いよいよ2月7日に開会式を迎える、雪と氷の祭典「第22回オリンピック冬季競技大会(2014/ソチ)」。

2002年ソルトレイク、2006年トリノと2大会連続入賞を果たし、現在も現役選手として競技を続ける村主章枝が、世界最高峰のオリンピックという大会、フィギュアスケートの魅力、日本選手団の活躍について語る。

――オリンピック2大会連続出場を果たされた村主さんから、改めてオリンピックという舞台についてお話しいただけますか?

 

村主 自分が出場した当時は、それほどスゴイものだという感覚はありませんでした。でも、一度離れてみると、やっぱり選び抜かれた選手しか出られない神聖な場。世界選手権などとは全く別ですね。リンクの空気が澄んでいて、きれいで、空気感が違うというか。とってもいい思い出の場所です。ぜひ、もう一度出場したいなと思います。

――どんな思い出がありますか?

村主 私、“お祭り女”で、オリンピックの度にいろいろなハプニングを起こしてきました。ソルトレイクでは本番3日前に転びんで、スケートシューズの刃が太ももに当たってしまいました。皮膚は切れなかったけれど内出血し、選手村の医務室で、注射器2本分も血を抜きました。

――パニックになりませんでしたか?

村主 さすがにその日は大泣きしましたが、泣いてもどうにもならない。「仕方ない。今できることをやるしかない」と自分に言い聞かせました。

4年後のトリノでは、出発する直前の練習中にスケートシューズがスポッと抜けてしまい、刃でアゴを切ってしまいました。縫ったところがつるので、本番前まで上を向けず困りました。そんなときに限って、不思議とまぁまぁの演技ができるんですよね。
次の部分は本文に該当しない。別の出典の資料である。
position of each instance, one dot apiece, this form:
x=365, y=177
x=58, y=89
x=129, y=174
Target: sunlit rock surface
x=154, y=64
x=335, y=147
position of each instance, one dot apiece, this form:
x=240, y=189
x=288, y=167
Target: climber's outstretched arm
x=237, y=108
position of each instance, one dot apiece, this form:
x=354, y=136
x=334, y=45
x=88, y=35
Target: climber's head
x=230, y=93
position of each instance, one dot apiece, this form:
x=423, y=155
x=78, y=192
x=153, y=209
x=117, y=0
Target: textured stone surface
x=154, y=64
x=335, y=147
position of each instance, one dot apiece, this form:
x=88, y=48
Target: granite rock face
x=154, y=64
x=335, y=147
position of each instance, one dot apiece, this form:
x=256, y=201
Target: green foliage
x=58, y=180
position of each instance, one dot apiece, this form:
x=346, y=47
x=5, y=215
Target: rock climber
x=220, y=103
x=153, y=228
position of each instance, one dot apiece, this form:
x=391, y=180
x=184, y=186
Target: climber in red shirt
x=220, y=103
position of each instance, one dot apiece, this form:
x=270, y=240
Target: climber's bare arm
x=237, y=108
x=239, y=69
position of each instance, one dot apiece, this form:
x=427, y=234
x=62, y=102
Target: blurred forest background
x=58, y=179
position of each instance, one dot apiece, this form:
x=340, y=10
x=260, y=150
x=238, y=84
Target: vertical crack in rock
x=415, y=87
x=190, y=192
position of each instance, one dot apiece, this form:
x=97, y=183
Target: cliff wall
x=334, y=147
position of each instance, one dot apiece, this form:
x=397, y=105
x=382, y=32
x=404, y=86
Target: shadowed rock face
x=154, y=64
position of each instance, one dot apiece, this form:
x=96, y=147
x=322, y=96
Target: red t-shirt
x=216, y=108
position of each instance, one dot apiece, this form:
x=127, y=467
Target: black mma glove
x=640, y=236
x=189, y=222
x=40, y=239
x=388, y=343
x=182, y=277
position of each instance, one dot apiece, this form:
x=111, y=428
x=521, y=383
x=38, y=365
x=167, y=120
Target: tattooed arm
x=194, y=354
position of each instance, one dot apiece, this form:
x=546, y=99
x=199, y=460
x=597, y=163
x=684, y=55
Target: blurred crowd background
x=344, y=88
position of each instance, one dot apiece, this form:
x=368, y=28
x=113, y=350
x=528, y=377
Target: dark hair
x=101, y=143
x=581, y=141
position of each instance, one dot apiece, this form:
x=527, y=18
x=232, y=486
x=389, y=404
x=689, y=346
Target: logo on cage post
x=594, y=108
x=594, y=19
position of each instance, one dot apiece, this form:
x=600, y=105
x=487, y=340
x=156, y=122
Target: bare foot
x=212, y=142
メダルには届きませんでしたが、2大会とも持っていた力は最大限に出せたと思います。

――世界最高峰の戦いで、村主さんのように実力を十分発揮するのは難しいと思いますが。

村主 あらゆることを想定して準備万端整える。日々の練習しかありません。

――それでも、オリンピックには魔物がいるわけですよね?

村主 私は“魔物”とは捉えずに、“天使”だと思ってずっとやってきました。

――ポジティブに、あらゆることを味方につけるんですね。フィギュアスケートの魅力、おもしろさはどこにありますか?

村主 スポーツでありながら、プログラムを通じてメッセージを伝えることができる。それがフィギュアスケートの一番の魅力だと思います。

リンクに出て、扉をガチャンと閉められたら、あとは一人っきり。隠せない素の自分と言いますか、本当に全部自分が出てしまう。